Dr. Oates is not contended to have practiced any fraud on Lela Van Winkle, but it is contended that, by reason of his relationship to her, he unduly influenced her in the premises. There is nothing in the record tending to show that he said or did anything to cause her to sell the land against her will. While he had gone there for the purpose of purchasing the land for his wife, he did so after receiving a letter from the financial adviser of Lela Van Winkle, informing him that she wished to sell the land. There was no relation of trust or confidence between the parties, and no reason why Lela Van Winkle should have been unduly influenced by the mere presence of Dr. Oates. *989
As we have already seen, the land was sold for an adequate consideration, and Lela Van Winkle had evidently made up her mind in advance of seeing Dr. Oates that she wished to sell the land. It was not a jumped-up transaction, in which she acted hastily and without any advice upon the subject.

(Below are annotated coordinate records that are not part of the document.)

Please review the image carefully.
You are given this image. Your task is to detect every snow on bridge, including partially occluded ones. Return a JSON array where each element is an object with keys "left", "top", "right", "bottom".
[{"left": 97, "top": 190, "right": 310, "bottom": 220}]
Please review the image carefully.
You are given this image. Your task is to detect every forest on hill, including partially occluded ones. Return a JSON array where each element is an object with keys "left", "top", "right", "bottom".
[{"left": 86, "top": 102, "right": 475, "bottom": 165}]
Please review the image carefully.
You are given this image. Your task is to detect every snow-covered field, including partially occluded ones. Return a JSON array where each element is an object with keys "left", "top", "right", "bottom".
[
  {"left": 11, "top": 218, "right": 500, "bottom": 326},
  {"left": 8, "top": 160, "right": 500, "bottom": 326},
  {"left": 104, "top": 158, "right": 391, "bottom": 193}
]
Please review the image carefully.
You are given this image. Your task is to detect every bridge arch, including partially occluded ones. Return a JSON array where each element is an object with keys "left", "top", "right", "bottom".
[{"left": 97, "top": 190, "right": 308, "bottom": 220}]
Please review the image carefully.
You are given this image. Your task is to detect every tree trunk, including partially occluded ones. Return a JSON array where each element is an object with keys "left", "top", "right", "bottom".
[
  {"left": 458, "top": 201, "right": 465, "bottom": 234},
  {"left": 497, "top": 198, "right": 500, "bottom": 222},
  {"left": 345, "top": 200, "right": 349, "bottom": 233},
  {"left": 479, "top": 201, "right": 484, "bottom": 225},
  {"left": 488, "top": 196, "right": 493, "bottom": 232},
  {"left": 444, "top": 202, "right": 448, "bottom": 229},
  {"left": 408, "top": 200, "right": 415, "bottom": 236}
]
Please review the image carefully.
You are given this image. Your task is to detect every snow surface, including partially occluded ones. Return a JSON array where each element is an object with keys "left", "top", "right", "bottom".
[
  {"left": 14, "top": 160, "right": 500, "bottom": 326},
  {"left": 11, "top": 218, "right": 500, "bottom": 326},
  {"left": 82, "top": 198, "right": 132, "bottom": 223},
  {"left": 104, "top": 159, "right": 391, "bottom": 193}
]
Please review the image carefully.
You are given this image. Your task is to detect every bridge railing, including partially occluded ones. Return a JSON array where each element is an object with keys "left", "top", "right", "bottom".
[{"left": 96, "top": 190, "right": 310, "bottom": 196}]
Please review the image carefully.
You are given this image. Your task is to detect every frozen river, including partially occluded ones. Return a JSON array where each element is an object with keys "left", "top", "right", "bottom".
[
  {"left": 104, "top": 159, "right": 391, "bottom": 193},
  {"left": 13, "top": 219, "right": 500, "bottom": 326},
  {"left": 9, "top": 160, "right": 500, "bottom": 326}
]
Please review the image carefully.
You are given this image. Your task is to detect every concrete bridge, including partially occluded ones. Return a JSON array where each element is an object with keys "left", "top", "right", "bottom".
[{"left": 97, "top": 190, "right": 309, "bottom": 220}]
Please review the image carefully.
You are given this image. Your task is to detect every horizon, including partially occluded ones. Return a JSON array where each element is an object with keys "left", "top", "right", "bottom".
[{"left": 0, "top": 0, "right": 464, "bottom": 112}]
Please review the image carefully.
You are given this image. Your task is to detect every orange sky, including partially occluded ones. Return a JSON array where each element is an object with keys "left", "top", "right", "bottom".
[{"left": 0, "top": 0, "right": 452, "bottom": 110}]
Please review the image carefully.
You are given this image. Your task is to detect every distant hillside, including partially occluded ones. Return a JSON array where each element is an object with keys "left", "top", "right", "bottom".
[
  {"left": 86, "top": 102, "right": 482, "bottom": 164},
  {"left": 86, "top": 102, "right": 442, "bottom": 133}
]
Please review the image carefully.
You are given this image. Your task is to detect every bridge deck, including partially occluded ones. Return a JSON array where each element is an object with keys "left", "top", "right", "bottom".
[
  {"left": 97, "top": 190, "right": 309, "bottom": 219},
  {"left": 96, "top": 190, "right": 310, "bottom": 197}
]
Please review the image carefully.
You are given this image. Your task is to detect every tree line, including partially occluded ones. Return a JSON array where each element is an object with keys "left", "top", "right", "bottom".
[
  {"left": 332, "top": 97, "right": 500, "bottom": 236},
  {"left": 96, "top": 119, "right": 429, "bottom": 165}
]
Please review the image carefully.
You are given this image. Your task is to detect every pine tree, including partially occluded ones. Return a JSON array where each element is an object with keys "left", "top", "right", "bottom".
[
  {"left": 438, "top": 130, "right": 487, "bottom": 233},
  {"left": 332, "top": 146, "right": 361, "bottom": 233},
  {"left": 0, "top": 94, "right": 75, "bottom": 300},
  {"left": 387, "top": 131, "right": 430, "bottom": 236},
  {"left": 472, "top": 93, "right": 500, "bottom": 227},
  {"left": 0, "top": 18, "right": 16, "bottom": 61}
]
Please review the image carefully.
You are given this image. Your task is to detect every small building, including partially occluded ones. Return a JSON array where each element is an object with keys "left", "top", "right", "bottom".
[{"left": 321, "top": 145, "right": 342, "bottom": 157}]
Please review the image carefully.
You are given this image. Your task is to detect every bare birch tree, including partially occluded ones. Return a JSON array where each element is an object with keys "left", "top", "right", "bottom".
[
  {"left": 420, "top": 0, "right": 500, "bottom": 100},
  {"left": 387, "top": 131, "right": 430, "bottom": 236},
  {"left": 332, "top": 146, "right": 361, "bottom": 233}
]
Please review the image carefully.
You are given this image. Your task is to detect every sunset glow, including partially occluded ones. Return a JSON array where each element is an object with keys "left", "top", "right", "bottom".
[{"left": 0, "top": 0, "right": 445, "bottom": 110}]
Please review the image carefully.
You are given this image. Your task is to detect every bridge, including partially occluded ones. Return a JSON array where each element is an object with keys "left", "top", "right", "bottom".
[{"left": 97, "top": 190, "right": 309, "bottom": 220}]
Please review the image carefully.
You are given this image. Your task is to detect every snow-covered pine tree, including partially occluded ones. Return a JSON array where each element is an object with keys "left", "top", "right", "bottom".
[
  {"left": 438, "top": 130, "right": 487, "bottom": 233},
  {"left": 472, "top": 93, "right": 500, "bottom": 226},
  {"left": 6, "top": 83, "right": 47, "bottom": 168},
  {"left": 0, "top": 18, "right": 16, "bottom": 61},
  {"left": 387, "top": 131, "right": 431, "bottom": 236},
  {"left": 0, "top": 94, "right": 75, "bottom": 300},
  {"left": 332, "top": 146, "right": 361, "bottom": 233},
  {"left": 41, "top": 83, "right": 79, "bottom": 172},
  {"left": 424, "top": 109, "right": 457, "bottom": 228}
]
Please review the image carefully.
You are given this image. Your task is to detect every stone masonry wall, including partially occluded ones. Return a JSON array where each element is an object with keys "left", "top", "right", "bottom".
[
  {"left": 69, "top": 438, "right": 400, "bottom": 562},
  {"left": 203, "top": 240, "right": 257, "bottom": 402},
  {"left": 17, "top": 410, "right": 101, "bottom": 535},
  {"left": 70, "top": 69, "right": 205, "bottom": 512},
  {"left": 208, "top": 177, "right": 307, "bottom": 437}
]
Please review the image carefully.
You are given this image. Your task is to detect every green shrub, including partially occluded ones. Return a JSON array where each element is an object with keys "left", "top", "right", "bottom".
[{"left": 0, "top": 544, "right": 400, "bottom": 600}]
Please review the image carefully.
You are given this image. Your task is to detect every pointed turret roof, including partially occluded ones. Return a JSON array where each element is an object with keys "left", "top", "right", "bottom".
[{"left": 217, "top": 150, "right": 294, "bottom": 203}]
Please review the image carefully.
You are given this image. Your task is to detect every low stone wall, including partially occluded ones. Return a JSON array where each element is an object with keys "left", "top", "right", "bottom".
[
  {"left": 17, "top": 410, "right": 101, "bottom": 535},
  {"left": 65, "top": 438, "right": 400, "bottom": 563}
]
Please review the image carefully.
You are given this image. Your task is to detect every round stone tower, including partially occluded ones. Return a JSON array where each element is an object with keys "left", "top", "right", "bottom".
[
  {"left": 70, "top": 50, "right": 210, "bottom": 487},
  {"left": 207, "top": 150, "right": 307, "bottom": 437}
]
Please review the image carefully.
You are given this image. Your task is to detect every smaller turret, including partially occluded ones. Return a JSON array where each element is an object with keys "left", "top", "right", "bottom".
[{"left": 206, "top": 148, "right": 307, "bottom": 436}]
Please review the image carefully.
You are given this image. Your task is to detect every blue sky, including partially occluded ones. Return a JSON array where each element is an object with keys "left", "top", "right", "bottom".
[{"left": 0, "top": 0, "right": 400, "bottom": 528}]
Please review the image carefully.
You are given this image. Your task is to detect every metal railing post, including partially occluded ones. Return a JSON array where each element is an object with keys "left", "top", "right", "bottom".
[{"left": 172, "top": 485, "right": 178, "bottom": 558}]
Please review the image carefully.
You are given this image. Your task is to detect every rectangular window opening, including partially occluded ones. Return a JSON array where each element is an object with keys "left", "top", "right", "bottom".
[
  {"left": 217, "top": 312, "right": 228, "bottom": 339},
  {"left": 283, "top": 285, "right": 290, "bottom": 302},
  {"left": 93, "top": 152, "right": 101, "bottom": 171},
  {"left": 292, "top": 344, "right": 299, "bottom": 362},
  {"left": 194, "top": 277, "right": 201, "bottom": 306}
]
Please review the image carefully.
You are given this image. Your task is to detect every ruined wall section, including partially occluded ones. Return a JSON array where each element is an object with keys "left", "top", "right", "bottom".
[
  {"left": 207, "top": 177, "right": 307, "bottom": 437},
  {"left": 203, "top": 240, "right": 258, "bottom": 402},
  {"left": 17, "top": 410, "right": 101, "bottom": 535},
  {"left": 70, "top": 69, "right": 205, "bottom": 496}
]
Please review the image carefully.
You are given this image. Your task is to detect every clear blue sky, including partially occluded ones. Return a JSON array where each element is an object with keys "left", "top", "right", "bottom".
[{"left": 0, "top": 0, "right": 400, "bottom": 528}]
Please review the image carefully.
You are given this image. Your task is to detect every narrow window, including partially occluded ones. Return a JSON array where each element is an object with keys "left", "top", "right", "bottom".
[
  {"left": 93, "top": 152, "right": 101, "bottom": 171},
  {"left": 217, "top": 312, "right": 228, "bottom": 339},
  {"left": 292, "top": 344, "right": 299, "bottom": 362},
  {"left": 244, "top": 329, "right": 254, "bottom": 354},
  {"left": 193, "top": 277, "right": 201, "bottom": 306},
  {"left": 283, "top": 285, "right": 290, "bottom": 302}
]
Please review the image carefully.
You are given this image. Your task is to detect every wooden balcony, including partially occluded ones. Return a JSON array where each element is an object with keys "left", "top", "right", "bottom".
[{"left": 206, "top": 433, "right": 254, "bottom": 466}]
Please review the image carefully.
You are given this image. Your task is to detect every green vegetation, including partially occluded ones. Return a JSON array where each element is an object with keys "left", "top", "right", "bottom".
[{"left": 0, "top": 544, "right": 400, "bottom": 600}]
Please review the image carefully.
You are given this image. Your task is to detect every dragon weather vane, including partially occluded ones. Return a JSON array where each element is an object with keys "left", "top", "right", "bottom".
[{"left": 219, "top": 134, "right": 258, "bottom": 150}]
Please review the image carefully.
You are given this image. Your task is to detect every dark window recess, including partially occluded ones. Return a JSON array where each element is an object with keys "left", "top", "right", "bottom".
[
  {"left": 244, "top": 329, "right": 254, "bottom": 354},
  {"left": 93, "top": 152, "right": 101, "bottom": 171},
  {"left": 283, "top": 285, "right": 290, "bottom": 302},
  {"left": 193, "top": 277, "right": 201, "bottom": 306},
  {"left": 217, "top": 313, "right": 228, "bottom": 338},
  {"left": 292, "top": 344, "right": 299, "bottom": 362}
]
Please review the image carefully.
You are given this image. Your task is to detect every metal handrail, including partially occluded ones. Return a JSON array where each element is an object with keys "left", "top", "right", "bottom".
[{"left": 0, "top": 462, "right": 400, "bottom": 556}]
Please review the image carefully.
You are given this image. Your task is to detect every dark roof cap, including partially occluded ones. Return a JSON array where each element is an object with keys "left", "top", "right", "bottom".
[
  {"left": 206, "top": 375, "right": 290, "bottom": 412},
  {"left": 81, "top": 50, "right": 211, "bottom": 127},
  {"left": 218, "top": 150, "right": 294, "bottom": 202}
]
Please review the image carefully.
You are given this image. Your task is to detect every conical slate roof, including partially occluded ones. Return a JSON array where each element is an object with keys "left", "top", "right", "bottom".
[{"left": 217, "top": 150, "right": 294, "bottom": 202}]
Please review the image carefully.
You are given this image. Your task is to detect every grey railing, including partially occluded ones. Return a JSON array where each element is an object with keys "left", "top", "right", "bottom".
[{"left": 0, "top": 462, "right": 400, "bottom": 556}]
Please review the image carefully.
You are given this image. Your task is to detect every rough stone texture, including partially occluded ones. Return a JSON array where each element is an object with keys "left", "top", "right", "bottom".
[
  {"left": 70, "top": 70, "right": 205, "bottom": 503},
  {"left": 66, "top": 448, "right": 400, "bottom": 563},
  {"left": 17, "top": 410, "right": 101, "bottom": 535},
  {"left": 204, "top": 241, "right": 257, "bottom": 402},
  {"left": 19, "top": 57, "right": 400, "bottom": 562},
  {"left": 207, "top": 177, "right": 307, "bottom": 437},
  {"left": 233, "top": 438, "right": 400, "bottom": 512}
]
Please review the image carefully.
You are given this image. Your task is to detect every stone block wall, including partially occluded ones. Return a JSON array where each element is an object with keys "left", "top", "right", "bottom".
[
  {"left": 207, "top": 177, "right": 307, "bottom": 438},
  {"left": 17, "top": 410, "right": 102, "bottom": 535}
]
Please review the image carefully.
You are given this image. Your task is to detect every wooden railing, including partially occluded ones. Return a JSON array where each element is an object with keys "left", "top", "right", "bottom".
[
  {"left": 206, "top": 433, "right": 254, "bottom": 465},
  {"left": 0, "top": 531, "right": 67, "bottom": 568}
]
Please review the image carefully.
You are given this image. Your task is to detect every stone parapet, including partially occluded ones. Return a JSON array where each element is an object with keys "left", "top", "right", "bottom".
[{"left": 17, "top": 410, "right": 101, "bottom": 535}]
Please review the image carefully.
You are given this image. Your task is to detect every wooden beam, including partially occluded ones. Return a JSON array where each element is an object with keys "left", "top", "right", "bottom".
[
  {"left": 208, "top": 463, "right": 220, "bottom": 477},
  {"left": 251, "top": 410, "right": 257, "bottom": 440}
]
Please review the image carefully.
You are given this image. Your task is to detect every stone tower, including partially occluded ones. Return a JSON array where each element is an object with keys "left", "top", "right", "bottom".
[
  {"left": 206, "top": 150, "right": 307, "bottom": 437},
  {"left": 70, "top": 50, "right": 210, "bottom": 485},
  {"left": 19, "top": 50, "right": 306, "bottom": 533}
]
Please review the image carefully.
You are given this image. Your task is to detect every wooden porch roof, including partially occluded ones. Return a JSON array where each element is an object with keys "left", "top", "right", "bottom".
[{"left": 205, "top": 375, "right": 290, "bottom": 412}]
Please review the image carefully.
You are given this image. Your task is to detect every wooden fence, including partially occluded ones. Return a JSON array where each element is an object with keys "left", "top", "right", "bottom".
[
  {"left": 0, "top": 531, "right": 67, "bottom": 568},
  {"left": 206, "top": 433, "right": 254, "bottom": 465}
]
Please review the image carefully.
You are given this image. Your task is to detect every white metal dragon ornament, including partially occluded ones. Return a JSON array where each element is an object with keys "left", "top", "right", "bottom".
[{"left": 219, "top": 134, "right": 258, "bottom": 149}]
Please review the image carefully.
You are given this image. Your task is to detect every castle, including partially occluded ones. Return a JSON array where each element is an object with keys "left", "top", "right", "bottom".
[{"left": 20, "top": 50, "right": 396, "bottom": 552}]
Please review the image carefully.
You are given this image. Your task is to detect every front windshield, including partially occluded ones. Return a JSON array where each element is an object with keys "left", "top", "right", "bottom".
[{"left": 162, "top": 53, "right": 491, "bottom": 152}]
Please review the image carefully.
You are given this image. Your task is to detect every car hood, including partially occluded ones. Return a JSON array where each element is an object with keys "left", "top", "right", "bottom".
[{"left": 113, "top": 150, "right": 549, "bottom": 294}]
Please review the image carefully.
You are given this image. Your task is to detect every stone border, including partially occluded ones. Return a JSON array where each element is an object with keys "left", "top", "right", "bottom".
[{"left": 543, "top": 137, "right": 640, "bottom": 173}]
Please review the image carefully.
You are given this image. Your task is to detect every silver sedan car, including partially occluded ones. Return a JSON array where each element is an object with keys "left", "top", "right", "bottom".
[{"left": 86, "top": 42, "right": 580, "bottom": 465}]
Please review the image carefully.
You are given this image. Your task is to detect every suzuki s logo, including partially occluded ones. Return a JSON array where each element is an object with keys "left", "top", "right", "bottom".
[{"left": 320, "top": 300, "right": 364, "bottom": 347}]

She had contemplated selling the land for some time, and the sale was made to one of the parties to whom she had written concerning the purchase of the land. The burden was upon appellants to establish mental incapacity upon the part of the grantor, or that she was induced to execute the deed by undue influence. Atwood v. Ballard,
It is well settled in the cases above cited, and in many others that might be cited, that, if a person has mental capacity to execute a deed, in the absence of fraud or undue influence, mental weakness, whether produced by old age or other physical infirmities, will not invalidate the deed. Pledger v. Birkhead,
It cannot be said that the findings of fact by the chancellor are against the preponderance of the evidence, and therefore, under the settled rule of this court, the decree will be affirmed.